Almost everyone who wrote to complain about my column focused on the paragraph that talked about health care. I compared the example of two hypothetical families, one which tries to pay its own way and one which feels that "health care" is a right and thus should be available to everyone, with or without the ability to pay.
Put aside the notable lack of reference to "health care" in the Constitution of the United States. Forget about the fact that the Declaration of Independence does not mention the right of the people to commandeer medical services whenever necessary. The Declaration does say that people have an unalienable right to life, and apparently some people think that includes the extended service warranty with full checkups until death and unlimited repairs at no cost.
Except, of course, there is a cost.
When someone gets free medical service, it means someone else paid for it - the doctor, the hospital, the insuror, the taxpayer. Someone, somewhere is shelling out the dollars. You can take that to the bank.
In the old days, before the New Deal, most of the largesse that helped the less fortunate pay their medical bills came in the form of what is now quaintly called "charity." It was the idea of individuals helping each other, or in a grander sense, the idea of institutions such as the Catholic Church helping those in need. Thus, it was common in many communities to have a Charity Hospital, where the poor and indigent could count on service thanks to the kindness of their fellow man.
Somewhere along the way charity got twisted into "welfare" - the difference being extreme. Charity is an act of giving. Welfare is an act of taking - namely the forced taking of money from one set of citizens for the betterment of another.
This is not to condemn people on welfare. They have no choice in the matter. This is the only option society has given them, and that should be the point which you take away from a study of entitlements. Once you create them, it is inevitable that people will take advantage of them. Poor people are no different than rich people when it comes to opportunism. If you create a loophole in the tax code, then rich people are going to take advantage of it. Why shouldn't they?
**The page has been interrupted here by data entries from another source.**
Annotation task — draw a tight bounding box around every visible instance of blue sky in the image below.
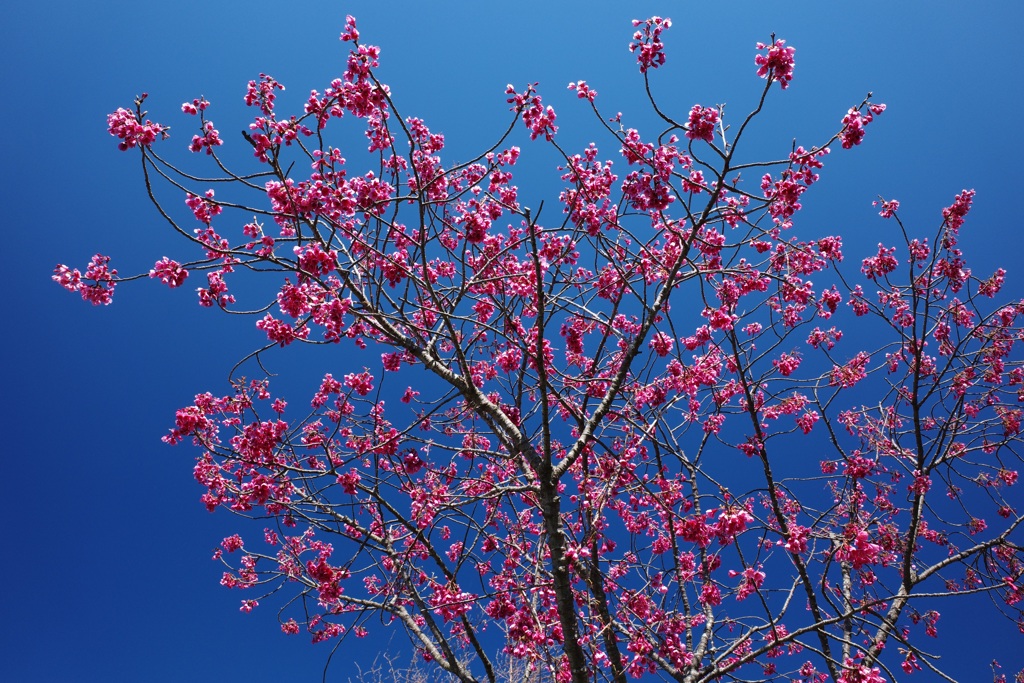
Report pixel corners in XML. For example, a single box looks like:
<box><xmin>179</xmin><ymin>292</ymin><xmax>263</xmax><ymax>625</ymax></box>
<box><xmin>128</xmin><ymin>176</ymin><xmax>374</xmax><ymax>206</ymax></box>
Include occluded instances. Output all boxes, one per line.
<box><xmin>8</xmin><ymin>0</ymin><xmax>1024</xmax><ymax>681</ymax></box>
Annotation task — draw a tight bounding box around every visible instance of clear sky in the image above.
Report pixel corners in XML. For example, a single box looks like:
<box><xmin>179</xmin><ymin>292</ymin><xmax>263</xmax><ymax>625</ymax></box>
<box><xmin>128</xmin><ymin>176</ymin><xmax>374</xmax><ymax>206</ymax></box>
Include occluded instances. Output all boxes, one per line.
<box><xmin>8</xmin><ymin>0</ymin><xmax>1024</xmax><ymax>681</ymax></box>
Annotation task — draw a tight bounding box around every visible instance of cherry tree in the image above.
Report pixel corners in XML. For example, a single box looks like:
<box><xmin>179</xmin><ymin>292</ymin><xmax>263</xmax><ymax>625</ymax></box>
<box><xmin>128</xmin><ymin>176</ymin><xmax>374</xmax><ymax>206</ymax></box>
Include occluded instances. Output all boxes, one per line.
<box><xmin>53</xmin><ymin>16</ymin><xmax>1024</xmax><ymax>683</ymax></box>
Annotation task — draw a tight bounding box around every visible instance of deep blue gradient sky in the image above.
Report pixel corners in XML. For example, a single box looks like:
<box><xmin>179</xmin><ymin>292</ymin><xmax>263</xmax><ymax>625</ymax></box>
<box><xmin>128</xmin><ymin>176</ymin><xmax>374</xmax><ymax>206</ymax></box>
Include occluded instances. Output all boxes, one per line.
<box><xmin>8</xmin><ymin>0</ymin><xmax>1024</xmax><ymax>682</ymax></box>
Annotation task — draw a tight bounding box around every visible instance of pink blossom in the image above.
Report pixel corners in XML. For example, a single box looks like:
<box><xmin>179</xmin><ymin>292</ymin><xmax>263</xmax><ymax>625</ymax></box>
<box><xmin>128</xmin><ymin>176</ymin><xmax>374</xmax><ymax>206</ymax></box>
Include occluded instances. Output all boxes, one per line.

By the same token, poor people are going to take advantage of anything given to them for free. Why shouldn't they?
So we should not be surprised by the fact that as soon as private charity became institutionalized as public welfare, it also inevitably mutated into an entitlement. Instead of receiving help with gratitude, people with an "entitlement mentality" receive it with certainty that they deserved it all along. And to be honest, once an entitlement is granted in a democracy, it is virtually indestructible. That's because entitlements eventually translate into voting blocs - also known as special interests - and politicians for obvious reasons are beholden to the voters who vote for the politicians who granted the voters the entitlement in the first place. It's called a vicious cycle.
Of course, the issue of public health care is a complicated one, which cannot be reduced simply to a discussion of entitlements. One underlying cause of almost any problem in our society today is the lack of an extended family such as existed for millennia before technology allowed us all to become mobile. When you lived in a small town with your mother and father and five to 10 brothers and sisters and your rich Uncle Allan and your great-grandmother Rose and you all knew each other and got together for holidays, then if you got sick, it wasn't going to be the problem of Uncle Sam; it was going to be the problem of Uncle Allan and whoever else in the family had some money to help.
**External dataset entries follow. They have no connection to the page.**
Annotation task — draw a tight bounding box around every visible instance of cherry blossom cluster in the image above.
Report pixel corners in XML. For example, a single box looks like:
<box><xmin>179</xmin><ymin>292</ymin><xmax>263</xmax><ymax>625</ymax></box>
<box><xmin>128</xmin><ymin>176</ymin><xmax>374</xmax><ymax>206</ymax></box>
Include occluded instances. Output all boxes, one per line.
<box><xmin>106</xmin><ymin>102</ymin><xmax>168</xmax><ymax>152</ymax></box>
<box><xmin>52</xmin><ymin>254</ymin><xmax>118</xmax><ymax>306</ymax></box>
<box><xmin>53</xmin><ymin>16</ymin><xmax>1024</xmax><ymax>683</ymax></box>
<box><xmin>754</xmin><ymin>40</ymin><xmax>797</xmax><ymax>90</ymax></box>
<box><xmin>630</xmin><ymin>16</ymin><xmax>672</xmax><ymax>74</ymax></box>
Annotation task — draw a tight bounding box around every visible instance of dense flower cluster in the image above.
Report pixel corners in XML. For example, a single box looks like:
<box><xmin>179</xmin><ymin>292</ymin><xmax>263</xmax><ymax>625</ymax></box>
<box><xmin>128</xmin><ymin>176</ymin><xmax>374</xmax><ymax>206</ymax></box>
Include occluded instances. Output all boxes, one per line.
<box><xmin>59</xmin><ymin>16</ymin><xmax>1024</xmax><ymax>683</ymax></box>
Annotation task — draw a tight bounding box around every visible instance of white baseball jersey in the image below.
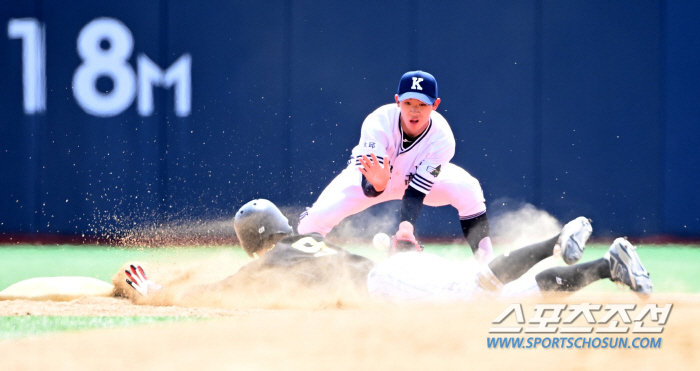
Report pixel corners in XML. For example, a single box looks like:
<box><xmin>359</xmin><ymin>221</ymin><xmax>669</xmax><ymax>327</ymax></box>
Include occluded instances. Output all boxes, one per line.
<box><xmin>348</xmin><ymin>103</ymin><xmax>455</xmax><ymax>194</ymax></box>
<box><xmin>367</xmin><ymin>251</ymin><xmax>541</xmax><ymax>302</ymax></box>
<box><xmin>297</xmin><ymin>103</ymin><xmax>486</xmax><ymax>236</ymax></box>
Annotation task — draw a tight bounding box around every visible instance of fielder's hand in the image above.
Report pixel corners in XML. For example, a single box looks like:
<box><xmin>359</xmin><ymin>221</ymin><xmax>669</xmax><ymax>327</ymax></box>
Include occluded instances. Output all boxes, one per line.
<box><xmin>389</xmin><ymin>221</ymin><xmax>423</xmax><ymax>254</ymax></box>
<box><xmin>359</xmin><ymin>153</ymin><xmax>391</xmax><ymax>192</ymax></box>
<box><xmin>124</xmin><ymin>265</ymin><xmax>163</xmax><ymax>297</ymax></box>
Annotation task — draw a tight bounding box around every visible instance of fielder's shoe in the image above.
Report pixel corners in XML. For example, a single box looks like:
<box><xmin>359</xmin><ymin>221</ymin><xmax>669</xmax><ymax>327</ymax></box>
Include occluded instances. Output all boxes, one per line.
<box><xmin>558</xmin><ymin>216</ymin><xmax>593</xmax><ymax>265</ymax></box>
<box><xmin>605</xmin><ymin>238</ymin><xmax>653</xmax><ymax>297</ymax></box>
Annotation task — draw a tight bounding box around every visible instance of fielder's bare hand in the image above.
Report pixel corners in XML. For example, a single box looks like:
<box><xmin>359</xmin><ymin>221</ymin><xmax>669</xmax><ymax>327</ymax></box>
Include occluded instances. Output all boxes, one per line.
<box><xmin>124</xmin><ymin>265</ymin><xmax>163</xmax><ymax>297</ymax></box>
<box><xmin>359</xmin><ymin>153</ymin><xmax>391</xmax><ymax>192</ymax></box>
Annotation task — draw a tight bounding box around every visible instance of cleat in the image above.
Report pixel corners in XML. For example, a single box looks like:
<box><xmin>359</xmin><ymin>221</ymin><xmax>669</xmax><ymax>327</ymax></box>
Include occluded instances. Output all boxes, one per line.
<box><xmin>557</xmin><ymin>216</ymin><xmax>593</xmax><ymax>265</ymax></box>
<box><xmin>605</xmin><ymin>238</ymin><xmax>654</xmax><ymax>298</ymax></box>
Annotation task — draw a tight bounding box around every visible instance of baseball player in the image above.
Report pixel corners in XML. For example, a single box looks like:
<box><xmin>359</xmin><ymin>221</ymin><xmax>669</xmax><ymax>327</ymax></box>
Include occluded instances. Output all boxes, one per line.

Today, it is much more likely that you live in a town where you have no relatives other than the immediate nuclear family. That means there is no private support structure - which is why more and more people turn to the government for more and more help.
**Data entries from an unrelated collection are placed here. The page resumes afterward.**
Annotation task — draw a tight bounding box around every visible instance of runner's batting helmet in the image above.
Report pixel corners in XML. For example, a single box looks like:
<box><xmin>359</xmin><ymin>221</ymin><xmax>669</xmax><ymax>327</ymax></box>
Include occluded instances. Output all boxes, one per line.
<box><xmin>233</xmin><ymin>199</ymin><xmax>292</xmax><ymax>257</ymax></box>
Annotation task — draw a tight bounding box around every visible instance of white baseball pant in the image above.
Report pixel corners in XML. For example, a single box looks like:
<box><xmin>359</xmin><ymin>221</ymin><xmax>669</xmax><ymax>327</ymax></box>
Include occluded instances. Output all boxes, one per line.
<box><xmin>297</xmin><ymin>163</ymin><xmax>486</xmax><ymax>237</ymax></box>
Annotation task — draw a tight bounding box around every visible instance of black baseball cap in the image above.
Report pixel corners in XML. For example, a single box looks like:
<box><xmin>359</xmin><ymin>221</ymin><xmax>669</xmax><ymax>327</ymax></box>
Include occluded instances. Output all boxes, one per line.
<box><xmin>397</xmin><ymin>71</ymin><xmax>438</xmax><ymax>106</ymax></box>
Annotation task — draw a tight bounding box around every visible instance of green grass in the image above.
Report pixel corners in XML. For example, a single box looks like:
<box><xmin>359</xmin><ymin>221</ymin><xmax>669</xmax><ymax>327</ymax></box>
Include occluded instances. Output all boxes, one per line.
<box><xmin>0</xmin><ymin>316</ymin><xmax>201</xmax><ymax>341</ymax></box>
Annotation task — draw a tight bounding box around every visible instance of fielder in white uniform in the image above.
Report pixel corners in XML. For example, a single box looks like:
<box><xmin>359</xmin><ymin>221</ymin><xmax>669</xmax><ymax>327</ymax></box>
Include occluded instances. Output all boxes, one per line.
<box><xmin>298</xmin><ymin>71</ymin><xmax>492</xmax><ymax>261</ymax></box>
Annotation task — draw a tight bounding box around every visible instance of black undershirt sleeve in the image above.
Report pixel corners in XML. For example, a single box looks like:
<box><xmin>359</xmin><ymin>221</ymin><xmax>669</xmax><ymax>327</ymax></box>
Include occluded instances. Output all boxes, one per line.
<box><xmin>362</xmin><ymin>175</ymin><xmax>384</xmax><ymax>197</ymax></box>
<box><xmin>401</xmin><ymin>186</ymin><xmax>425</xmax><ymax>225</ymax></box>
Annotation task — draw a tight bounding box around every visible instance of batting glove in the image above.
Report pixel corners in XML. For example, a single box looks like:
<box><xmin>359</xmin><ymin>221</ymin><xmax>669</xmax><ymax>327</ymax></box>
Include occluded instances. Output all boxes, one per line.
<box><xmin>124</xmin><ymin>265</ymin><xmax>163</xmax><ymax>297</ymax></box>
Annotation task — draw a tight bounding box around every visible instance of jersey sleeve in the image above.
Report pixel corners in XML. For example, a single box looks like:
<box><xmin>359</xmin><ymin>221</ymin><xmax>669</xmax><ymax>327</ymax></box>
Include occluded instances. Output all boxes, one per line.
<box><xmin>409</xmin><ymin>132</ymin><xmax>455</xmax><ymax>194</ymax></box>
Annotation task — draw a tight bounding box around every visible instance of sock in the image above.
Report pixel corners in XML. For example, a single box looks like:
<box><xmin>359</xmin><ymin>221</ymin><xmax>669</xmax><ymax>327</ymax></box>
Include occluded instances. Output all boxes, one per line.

Then, of course, you have to factor in the wonderful achievements of modern medicine. The average life expectancy increased by 50 percent during the 20th century. Over the course of about 160 years, life expectancy has increased by as much as 40 years. That is quite remarkable, and it means that health care costs for society as a whole have increased exponentially. You also have to kick in the value of all those high-tech gadgets and gizmos that diagnose us and cure us. Or if you want cheaper health care, you can just go to a hospital that doesn't use MRIs, miracle drugs, computer-assisted surgery - you know, the kind of hospital they had 100 years ago.
But that isn't going to happen, is it? Because everyone wants the very best medical care they can get - for obvious reasons. And because we are a caring people, American society tries to give it to them, but let's be realistic about what that means - not just to the individual but also to the society.
It is nice that we live in a society where individual well-being is highly valued, but before we declare "quality" health care a human right, let's remember that every time we "declare" a new right, it costs society money. The way that rights have been piling up lately, we may well be on our way to a bankrupt society. Perhaps that will come when we declare that everyone has a right to free food. After all, you need it to live, so why should you have to pay for it. Just back your truck up to the grocery store and take what you want.
Then we will have to change the old slogan to "There ain't no such thing as a free lunch, but I'll take mine with mustard on it."